Apple is about to shake up the OLED world

LG Display has been given the rare chance to take on competitor Samsung in a major way, a new report claims, with Apple allegedly tapping the company to produce millions of OLED panels for its upcoming iPhone models. Apple is expected to introduce an iPhone lineup that features OLED screens across the line, resulting in increased demand for this component. Assuming the report is accurate, LG Display will increase its production in a massive way to meet this need.

News earlier this month that Apple is (probably) going to go with OLED screens across this year's iPhone line stoked discussion about the resulting competition this would cause among suppliers. Talking about this is the Nikkei Asian Review, which claims on behalf of unnamed sources that LG Display will provide Apple with 20 million OLED smartphone panels.

Samsung Electronics largely dominates the OLED smartphone panel industry, but this new business move — assuming the report is correct — would give LG Display a unique opportunity take on its competitor in a big way.
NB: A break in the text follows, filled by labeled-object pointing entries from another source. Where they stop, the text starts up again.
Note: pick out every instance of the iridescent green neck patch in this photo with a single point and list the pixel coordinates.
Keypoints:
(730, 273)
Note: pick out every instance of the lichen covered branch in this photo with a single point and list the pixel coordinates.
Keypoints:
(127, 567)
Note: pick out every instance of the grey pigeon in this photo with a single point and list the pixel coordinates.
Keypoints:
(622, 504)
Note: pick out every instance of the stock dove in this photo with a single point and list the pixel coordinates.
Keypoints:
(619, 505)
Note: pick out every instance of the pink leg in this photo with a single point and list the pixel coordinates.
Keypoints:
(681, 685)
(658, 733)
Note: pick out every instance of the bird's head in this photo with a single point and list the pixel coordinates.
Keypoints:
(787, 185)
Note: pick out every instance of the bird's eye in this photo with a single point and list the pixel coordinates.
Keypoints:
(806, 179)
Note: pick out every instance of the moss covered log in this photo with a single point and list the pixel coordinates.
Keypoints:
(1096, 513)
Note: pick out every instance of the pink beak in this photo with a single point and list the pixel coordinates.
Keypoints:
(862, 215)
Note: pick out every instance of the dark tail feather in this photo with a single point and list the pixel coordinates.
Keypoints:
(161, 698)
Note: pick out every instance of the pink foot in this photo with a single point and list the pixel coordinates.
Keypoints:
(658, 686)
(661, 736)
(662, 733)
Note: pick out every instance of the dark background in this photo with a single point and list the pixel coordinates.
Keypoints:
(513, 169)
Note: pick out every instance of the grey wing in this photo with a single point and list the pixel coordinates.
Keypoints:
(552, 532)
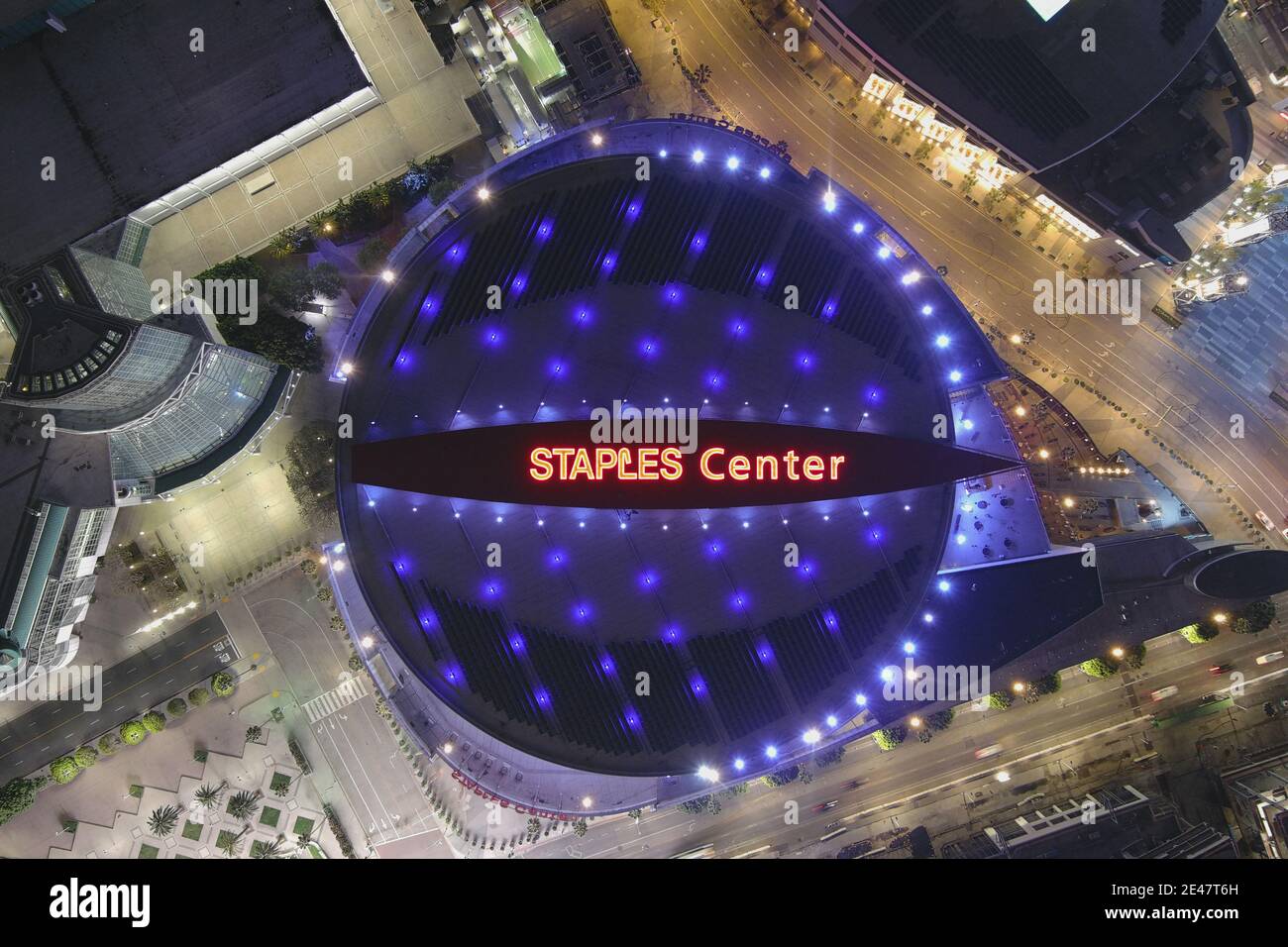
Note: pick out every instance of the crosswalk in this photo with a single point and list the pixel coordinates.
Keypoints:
(342, 696)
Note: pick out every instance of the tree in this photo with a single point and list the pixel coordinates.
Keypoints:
(108, 744)
(326, 279)
(223, 684)
(244, 805)
(207, 796)
(1201, 631)
(1253, 617)
(1099, 668)
(17, 796)
(374, 254)
(1000, 699)
(310, 474)
(230, 843)
(162, 819)
(940, 719)
(275, 337)
(291, 287)
(85, 757)
(268, 849)
(889, 737)
(63, 770)
(781, 777)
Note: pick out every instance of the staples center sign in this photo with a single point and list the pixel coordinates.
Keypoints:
(735, 464)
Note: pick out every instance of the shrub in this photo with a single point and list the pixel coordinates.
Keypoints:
(108, 744)
(85, 757)
(17, 796)
(889, 737)
(1201, 631)
(825, 758)
(374, 254)
(63, 770)
(338, 831)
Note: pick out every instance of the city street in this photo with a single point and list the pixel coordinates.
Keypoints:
(1085, 719)
(171, 667)
(1186, 405)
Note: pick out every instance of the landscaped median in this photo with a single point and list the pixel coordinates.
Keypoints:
(20, 792)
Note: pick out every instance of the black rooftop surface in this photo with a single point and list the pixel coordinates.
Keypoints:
(1024, 81)
(668, 291)
(64, 341)
(129, 112)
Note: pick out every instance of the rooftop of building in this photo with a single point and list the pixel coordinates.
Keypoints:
(666, 291)
(128, 108)
(1026, 81)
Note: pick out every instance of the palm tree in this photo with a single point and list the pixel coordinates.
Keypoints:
(207, 796)
(162, 819)
(244, 805)
(230, 844)
(268, 849)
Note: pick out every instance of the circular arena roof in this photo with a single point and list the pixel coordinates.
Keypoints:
(653, 637)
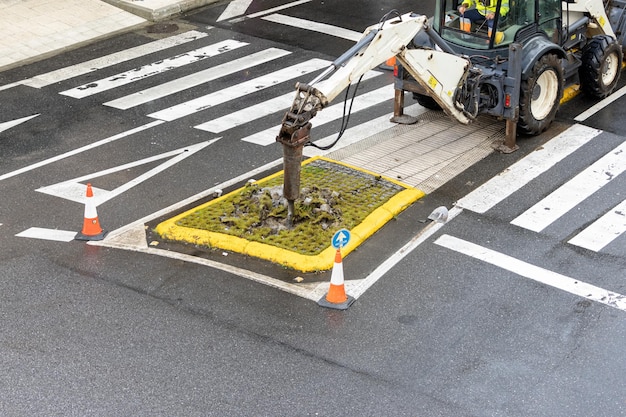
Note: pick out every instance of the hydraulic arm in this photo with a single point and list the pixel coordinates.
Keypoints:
(442, 73)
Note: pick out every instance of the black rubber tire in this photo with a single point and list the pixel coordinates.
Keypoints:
(426, 101)
(540, 95)
(601, 68)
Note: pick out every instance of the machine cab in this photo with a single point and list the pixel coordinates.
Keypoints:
(514, 20)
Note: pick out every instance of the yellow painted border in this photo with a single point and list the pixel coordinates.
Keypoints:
(305, 263)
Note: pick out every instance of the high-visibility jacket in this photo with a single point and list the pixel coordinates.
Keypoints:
(487, 6)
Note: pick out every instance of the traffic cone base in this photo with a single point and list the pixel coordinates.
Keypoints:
(323, 302)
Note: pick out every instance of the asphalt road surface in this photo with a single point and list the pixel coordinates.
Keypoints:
(511, 308)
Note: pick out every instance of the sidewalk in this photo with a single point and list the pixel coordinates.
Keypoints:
(37, 29)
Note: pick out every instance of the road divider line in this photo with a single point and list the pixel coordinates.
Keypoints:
(574, 192)
(80, 150)
(538, 274)
(527, 169)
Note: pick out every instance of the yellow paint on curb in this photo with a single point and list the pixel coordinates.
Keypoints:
(305, 263)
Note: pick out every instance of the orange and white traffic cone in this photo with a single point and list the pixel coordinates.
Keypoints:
(91, 225)
(336, 297)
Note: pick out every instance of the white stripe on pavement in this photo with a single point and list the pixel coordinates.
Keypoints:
(522, 172)
(329, 114)
(48, 234)
(314, 26)
(604, 230)
(575, 191)
(234, 8)
(248, 87)
(600, 105)
(152, 69)
(195, 79)
(533, 272)
(248, 114)
(80, 150)
(72, 71)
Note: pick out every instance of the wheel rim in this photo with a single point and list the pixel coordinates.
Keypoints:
(609, 69)
(544, 94)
The company, which has faced several quarters of losses, will reportedly ramp up its manufacturing to produce five times the volume of these displays compared to its 2019 output.

The move underscores the rise of this new competitive market as the days of LCDs slowly slip behind us. Whether LG Display will prove itself as worthy of standing next to Samsung as a legitimate supplier for phone companies is yet to be seen, however. Samsung holds the majority of the small OLED panel market share at this time.

There would be an obvious reason for Apple to tap LG Display for a percentage of its display needs: this would diversify its suppliers, reducing its dependency on Samsung. Samsung's dominance in the small OLED panel market has enabled it to strike terms with Apple that have resulted in the latter company paying it when panel shipments fail to reach a certain minimum threshold.

A more diversified OLED panel market would introduce an element of competition that could potentially give Apple more favorable terms going forward. This isn't the first time Apple has targeted such diversification — it has used LG Display for OLED panels in the past, but the company wasn't able to produce as many as Apple needed.

The report claims that LG Display has ironed out this yield problem and will be able to increase its production of these small panels. Apple's apparent interest in decreasing its reliance on Samsung's OLED business seemingly exceeds any concerns it may have about LG Display's ability to meet its needs this time around.

Assuming the sources' claims are true, this is something of a proving point for LG Display, which faces increasing competition for BOE Technology Group, a Chinese company that ranks third in the industry. Should LG Display fail to please Apple this time around, it is possible — perhaps even likely — that Apple would pass over the company and seek to establish a supplier relationship with BOE.